This sort of thing goes against every moral inclination hard-wired within us. Apart from the Christian gospel, common sense dictates that people ought to get what they deserve. “You do the crime; you do the time.” The Franciscan theologian Richard Rohr calls this sort of thinking the “economy of merit.” Those who have merit can expect to get good things in life. Those who don’t can expect punishment. It’s only fair, right?

Yet, if we’re serious about following Jesus Christ, we have to make a fundamental shift in our outlook. We have to switch from the economy of merit to the economy of grace.

This doesn’t come naturally to us. Making that switch is hard. It’s especially hard for those of us who — skilled as we’ve become at beating ourselves up inside — tend to be our own harshest critics. Those of us who fit that description don’t need a rabbi to tell us we’re bad people.

 We’re already convinced that we are, and we remind ourselves of it a hundred times a day. If we’re so busy judging ourselves all the time, it can be impossible to extend grace to others.
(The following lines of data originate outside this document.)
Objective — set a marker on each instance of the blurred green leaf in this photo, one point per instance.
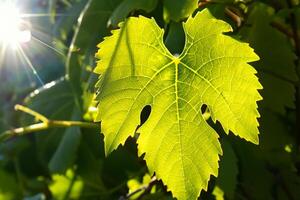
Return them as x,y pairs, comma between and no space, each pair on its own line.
56,146
127,6
178,10
276,66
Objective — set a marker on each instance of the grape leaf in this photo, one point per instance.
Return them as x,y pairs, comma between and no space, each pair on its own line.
138,70
228,171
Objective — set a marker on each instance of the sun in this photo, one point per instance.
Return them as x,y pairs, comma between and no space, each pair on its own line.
12,28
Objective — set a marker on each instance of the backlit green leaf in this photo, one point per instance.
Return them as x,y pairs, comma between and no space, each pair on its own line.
138,70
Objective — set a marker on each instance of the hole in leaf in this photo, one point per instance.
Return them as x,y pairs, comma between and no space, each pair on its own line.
145,114
204,109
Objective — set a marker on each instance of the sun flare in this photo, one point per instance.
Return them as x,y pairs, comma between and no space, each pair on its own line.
12,28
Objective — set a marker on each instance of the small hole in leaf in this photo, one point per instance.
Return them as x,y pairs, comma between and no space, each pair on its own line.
145,114
204,109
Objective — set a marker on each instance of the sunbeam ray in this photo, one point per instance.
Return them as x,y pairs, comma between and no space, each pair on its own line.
47,45
30,64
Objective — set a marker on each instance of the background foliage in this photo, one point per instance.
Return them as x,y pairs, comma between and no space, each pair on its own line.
70,163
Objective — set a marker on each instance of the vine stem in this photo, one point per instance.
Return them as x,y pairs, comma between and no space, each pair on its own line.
296,38
43,125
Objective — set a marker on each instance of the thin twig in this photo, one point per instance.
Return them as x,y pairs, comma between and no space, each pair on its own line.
31,112
44,125
283,29
145,189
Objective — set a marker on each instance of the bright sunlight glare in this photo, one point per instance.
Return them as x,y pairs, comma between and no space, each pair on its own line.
11,32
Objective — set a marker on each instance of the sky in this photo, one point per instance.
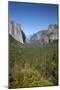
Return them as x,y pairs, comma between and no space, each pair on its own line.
33,17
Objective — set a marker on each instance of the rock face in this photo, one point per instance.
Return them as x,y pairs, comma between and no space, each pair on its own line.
16,32
45,36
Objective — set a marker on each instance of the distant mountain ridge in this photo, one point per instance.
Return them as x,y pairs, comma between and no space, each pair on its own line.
45,36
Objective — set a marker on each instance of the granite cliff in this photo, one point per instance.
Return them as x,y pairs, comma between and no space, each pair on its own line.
16,32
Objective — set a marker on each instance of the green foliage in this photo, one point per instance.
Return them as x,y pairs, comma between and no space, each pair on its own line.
32,65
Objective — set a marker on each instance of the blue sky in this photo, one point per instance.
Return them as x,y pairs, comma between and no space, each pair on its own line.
33,17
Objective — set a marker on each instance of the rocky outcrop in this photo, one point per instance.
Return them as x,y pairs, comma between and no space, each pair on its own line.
16,32
45,36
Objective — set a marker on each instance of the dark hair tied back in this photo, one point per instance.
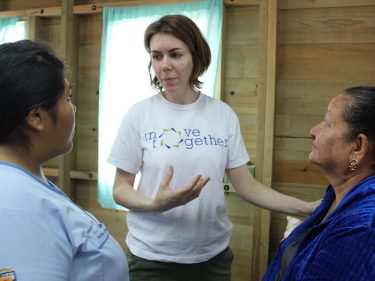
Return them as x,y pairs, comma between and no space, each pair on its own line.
30,76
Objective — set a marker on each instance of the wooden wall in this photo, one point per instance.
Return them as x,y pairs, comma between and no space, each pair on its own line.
322,47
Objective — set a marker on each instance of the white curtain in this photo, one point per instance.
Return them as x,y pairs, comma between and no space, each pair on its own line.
11,30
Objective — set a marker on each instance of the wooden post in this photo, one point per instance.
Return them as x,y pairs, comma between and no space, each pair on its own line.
69,51
265,128
34,28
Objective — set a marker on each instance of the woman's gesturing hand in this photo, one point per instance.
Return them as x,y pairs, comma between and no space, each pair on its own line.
168,198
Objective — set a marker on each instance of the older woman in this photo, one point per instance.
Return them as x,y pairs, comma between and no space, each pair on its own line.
338,241
44,236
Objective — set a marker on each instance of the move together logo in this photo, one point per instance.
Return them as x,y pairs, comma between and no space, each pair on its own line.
183,139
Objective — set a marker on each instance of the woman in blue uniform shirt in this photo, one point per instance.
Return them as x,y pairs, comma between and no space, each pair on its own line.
44,236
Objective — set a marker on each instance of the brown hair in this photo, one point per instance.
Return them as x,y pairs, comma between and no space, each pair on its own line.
187,31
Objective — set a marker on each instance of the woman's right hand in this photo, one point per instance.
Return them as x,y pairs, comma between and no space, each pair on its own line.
168,198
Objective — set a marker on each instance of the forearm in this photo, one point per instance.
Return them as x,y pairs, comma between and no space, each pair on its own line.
262,196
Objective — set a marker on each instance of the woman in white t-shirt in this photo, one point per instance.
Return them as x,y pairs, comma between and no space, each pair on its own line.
182,142
44,235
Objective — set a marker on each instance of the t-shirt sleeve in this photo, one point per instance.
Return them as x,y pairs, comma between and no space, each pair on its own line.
27,246
237,153
126,152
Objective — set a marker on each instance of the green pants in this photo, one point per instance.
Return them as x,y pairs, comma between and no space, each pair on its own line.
216,269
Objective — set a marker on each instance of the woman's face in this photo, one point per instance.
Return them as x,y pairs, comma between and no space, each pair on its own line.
63,129
331,150
172,63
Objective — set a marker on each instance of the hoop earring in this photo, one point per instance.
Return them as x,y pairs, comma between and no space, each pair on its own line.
353,165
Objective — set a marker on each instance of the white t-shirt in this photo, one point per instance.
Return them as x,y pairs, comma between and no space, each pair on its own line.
46,237
199,138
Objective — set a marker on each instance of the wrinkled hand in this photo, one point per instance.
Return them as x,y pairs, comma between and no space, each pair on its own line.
167,198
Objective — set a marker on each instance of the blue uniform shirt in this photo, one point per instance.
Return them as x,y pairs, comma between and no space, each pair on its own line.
46,237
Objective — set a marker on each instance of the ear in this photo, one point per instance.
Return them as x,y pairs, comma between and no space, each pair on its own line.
35,119
362,147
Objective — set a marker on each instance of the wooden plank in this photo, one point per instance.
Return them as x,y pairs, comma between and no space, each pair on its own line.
242,29
265,127
69,49
327,62
241,2
306,4
34,28
303,97
40,12
298,171
242,62
98,7
328,25
27,4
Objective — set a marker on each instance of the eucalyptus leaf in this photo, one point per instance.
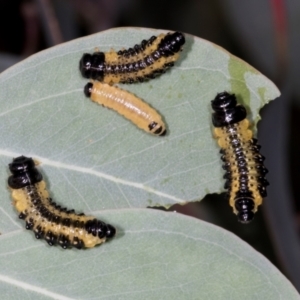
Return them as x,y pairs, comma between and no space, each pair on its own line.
98,159
95,161
156,255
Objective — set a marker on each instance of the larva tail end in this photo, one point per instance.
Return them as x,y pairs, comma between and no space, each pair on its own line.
244,206
111,231
180,38
88,89
85,65
245,218
21,164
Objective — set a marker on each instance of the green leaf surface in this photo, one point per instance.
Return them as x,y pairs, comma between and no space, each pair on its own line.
156,255
98,158
95,161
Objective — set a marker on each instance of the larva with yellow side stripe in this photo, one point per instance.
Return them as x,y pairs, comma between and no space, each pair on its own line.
142,62
245,172
126,104
48,220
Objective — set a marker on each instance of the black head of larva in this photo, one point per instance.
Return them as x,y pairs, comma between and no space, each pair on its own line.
157,130
171,44
244,206
24,173
100,229
92,65
226,110
88,89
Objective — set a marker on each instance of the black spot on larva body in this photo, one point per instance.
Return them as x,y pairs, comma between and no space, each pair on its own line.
125,64
226,110
240,156
93,65
57,225
24,173
137,49
244,205
171,43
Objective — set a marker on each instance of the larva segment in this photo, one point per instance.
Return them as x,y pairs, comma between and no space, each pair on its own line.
245,172
57,225
126,104
142,62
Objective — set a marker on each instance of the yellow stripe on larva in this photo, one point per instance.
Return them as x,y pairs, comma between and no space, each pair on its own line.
126,104
244,135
There’s an unforgettable scene from the 1986 film, The Mission, that illustrates this point. It’s a movie about the Spanish colonial empire in South America. Robert De Niro plays Mendoza, a brutal slave trader who captured, sold and murdered more native people than he could count.

Mendoza’s life changes when he murders his own brother in a fit of rage. The hard-bitten conquistador is overcome with remorse. He scarcely thought twice about killing a native in the past, but now he has come to realize every human life has value, and that he’s guilty of spilling far too much blood.

A Jesuit priest gives him a penance to atone for his sin. Mendoza must accompany an expedition of missionaries deep into the rain forest. There they plan to teach the natives about Jesus.

On the trek into the forest, Mendoza binds up his armor in a net. He ties a rope around the heavy burden and drags it along, to remind himself of the violent life he left behind. The sack of armor slows the expedition, but the priests tolerate it. They know how important it is for this man to do his penance.

Close to their destination, the missionaries climb to the top of a waterfall. At the top, they warmly embrace the native friends they’ve come to know on an earlier journey. But then the natives spy Mendoza, still scrambling up the rocks beside the waterfall, dragging his armor behind him.

They know this man, and they fear him. One of the natives grabs a knife and runs over to Mendoza, holding the blade against his neck, threatening to kill him in revenge. Mendoza looks up at his assailant. He prepares himself for death.

But then, something surprising happens. The native does slash his knife through the air, but what he cuts is not the conquistador’s throat. He cuts the rope holding the bag of armor. The entire company watches Mendoza’s burden fall away, tumbling end over end down the waterfall, smashing onto the rocks below.

Mendoza cries like a baby, fresh from the womb of God. A priest says, “Welcome home, brother.” It’s then that his real instruction in the way of Jesus begins.

It’s all a gift. You can’t be a follower of Jesus Christ if you don’t set aside that judgmental, rules-based thinking, and claim the joyful truth that you are saved by God’s grace.  So, don’t worry about tomorrow!  Tomorrow is a reminder that God is our Creator and Jesus is our Savior.